In preparation of moving to Chicago in two weeks, I've found myself thinking a lot recently about my own relationship to this complicated city. I've spent more time in Detroit this year than any other period of my life--attending concerts, working part-time at the most wonderful pie shop, and checking new/old restaurants off my ever growing list. This city has become a big part of me and is a place I've grown to love sharing and experiencing with others. Since Sufjan executed his list so seamlessly, I thought I'd try to implement a similar style in recounting my own Detroit memories. I can't guarantee it will be nearly as funny or poetic, but we'll see what happens. 

I remember stepping into Eastern Market for the first time and realizing I had officially found my grown-up Toys R'Us. 

I remember doing a side by side tasting of coney dogs with my friend Katie at both Lafayette and American Coney Island (sort of like the Pat's/Geno's Philly Cheese Steak rivalry but Midwest hotdog edition). I'm a Lafayette girl. Katie is an American girl. We agree to disagree. 

I remember driving through the Heidelberg Project and imagining the crazy ways I could paint my future home. 

I remember discovering Sister Pie on a friend's Instagram account, emailing Lisa the owner about interning, getting the gig!, working my way up to pastry chef, and learning everything there is to know about pie. And dancing...all...the...time

I remember making the trek to the city with my cousin when we were seniors in college for special dinners at Slow's BBQ and ordering heaping plates of bbq brisket, cornbread, mac & cheese, and collards. 

I remember seeing the Diego Rivera Detroit Industry Murals for the first time and feeling my heart physically skip a beat. 

I remember going to one of the first Spring games at Tiger's Stadium and paying no mind to any actual baseball as I was busy reabsorbing all the Vitamin D I'd been denied all winter. 
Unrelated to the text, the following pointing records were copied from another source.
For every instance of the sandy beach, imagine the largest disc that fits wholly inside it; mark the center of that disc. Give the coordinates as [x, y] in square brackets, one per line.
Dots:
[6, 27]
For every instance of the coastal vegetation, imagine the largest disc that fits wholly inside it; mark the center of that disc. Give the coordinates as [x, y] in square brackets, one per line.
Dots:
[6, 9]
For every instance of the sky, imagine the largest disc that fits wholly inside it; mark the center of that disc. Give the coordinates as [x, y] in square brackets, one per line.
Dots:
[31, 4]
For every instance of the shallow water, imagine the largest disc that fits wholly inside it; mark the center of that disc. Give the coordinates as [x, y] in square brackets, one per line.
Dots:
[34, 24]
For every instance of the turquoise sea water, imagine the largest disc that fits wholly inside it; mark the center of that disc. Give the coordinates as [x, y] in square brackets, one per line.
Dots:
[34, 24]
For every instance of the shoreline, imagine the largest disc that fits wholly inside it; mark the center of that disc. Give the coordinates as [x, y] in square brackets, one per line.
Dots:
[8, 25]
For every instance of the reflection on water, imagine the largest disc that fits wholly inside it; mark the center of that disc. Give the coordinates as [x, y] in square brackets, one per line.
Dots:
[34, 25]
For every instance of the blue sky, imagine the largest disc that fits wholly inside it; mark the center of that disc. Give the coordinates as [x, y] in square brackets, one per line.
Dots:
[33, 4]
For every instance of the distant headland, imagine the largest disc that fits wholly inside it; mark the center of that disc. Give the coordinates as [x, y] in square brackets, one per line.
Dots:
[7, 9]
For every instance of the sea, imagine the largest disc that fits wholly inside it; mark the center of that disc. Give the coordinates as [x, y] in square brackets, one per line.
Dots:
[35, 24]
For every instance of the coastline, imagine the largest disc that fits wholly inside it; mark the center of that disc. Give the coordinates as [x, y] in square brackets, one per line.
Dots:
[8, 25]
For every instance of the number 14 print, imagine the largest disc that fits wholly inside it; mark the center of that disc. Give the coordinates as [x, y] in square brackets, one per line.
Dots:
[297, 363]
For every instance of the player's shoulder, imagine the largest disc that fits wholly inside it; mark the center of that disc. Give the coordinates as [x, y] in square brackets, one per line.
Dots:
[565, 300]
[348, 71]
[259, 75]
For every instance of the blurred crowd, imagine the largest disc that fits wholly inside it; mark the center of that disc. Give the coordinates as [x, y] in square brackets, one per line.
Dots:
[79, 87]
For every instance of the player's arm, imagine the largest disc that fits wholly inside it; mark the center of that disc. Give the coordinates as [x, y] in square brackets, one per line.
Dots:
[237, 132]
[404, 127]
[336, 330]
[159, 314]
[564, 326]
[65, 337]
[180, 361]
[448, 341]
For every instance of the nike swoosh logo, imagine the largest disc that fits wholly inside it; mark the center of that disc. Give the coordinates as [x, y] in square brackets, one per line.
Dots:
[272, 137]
I remember cornily singing "Ain't No Mountain High Enough" with my Dad in the original Hitsville USA studio at the Motown Museum and not being able to grasp that Marvin Gaye/Stevie Wonder/Diana Ross/(insert favorite Motown star) actually stood in the same room. 

I remember attempting to divide up a two foot long receipt from Green Dot Stables where my Zingerman's co-workers and I satisfied a major craving for sliders. Lets just say we did some serious work. 

I remember finding the only vodka I've ever actually enjoyed drinking straight up at Two James Distillery

I remember eating a Hot Mess Bon Bon (dark chocolate shell with a melted chocolate filling piped right in front of you) at Bon Bon Bon in Hamtramack and experiencing euphoria in chocolate form. 

I remember the intense pride I felt finally mastering the drive to downtown Detroit without a GPS. Those of you that know me will understand the significance of this accomplishment. 

These are the moments that paint my picture of Detroit and are what will keep me coming back upon return visits to Michigan. I think Sufjan said it best when he described Detroit using the famous Dungeons and Dragons line--"the land of fierce imagination where anything is possible."  A fitting line for a constantly inspiring city.